Write bitmap regions of screen from buffer (LVGL)

garageeks commented 2 years ago

Dear Rudolph, I was able to make Arduino PlatformIO example to work on my test bed composed of ESP32 MCU and a Riverdi EVE3 7" display. I would like to use LVGL (either v7 or v8) with your library. I'm aware of the LVGL ESP32 project, however it is for ESP-IDF and, despite being a derivative of your work, has significant differences which I try to overcome but failed.

I understand that LVGL just need a callback function to draw regions of bitmap from a SRAM buffer

The LVGL ESP32 project achieves this through the functions FT81x_flush and TFT_WriteBitmap below (https://github.com/lvgl/lvgl_esp32_drivers/blob/master/lvgl_tft/FT81x.c). The latter uses a function, EVE_memWrite_buffer, for which the closest function in your library is EVE_memWrite_sram_buffer. However it misses the flag that sends DISP_SPI_SIGNAL_FLUSH to the SPI transaction. The low level function to write to SPI bus (disp_spi_transaction) is very different from spi_transfer, I guess due to being ESP-IDF based.
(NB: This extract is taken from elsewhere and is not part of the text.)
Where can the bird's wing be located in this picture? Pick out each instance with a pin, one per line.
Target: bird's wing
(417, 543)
Could you please pointing me to some clues to get it working? I would be happy to test a prototype function. I guess I can get the screen initialization working.

Thank you, Nick

void TFT_WriteBitmap(uint8_t* Bitmap, uint16_t X, uint16_t Y, uint16_t Width, uint16_t Height)
{
    // calc base address
    uint32_t addr = SCREEN_BITMAP_ADDR + (Y * BYTES_PER_LINE) + (X * BYTES_PER_PIXEL);

    // can we do a fast full width block transfer?
    if(X == 0 && Width == EVE_HSIZE)
    {
        EVE_memWrite_buffer(addr, Bitmap, (Height * BYTES_PER_LINE), true);
    }
    else
    {
        // line by line mode
        uint32_t bpl = Width * BYTES_PER_PIXEL;
        for (uint16_t i = 0; i < Height; i++)
        {
            EVE_memWrite_buffer(addr, Bitmap + (i * bpl), bpl, (i == Height - 1));
            addr += BYTES_PER_LINE;
        }
    }
}

// LittlevGL flush callback
void FT81x_flush(lv_disp_drv_t * drv, const lv_area_t * area, lv_color_t * color_map)
{
    TFT_WriteBitmap((uint8_t*)color_map, area->x1, area->y1, lv_area_get_width(area), lv_area_get_height(area));
}

RudolphRiedel commented 2 years ago

I briefly went over it but I am not exactly sure what to make of this. The concept of mis-using EVE as a frame-buffer is all wrong to begin with and I highly doubt that this can give good results. The result is very likely low framerates and tearing due to no synchronisation and no way to double-buffer the frames. And that particular port of my library mostly broke it and is as a result rather slow, mostly since every single command ended up pushing out a few bytes with its own DMA request.

That out of the way, my EVE_memWrite_sram_buffer() is not using DMA but direct transfers since it is not meant to be used repeatedly but rather during init or to update assets. So what you actually need is more a function like EVE_start_dma_transfer() (ESP32, line 32) in EVE_cpp_target.cpp.

void EVE_start_dma_transfer(void) { spi_transaction_t EVE_spi_transaction = {0}; digitalWrite(EVE_CS, LOW); / make EVE listen / EVE_spi_transaction.tx_buffer = (uint8_t ) &EVE_dma_buffer[1]; EVE_spi_transaction.length = (EVE_dma_buffer_index-1) 4 * 8; EVE_spi_transaction.addr = 0x00b02578; // WRITE + REG_CMDB_WRITE; spi_device_queue_trans(EVE_spi_device, &EVE_spi_transaction, portMAX_DELAY); EVE_dma_busy = 42; }

And there is this to end the transfer:

static void eve_spi_post_transfer_callback(void) { digitalWrite(EVE_CS, HIGH); / tell EVE to stop listen / EVE_dma_busy = 0; }

This is the ESP-IDF code I implemented for ESP32-Arduino.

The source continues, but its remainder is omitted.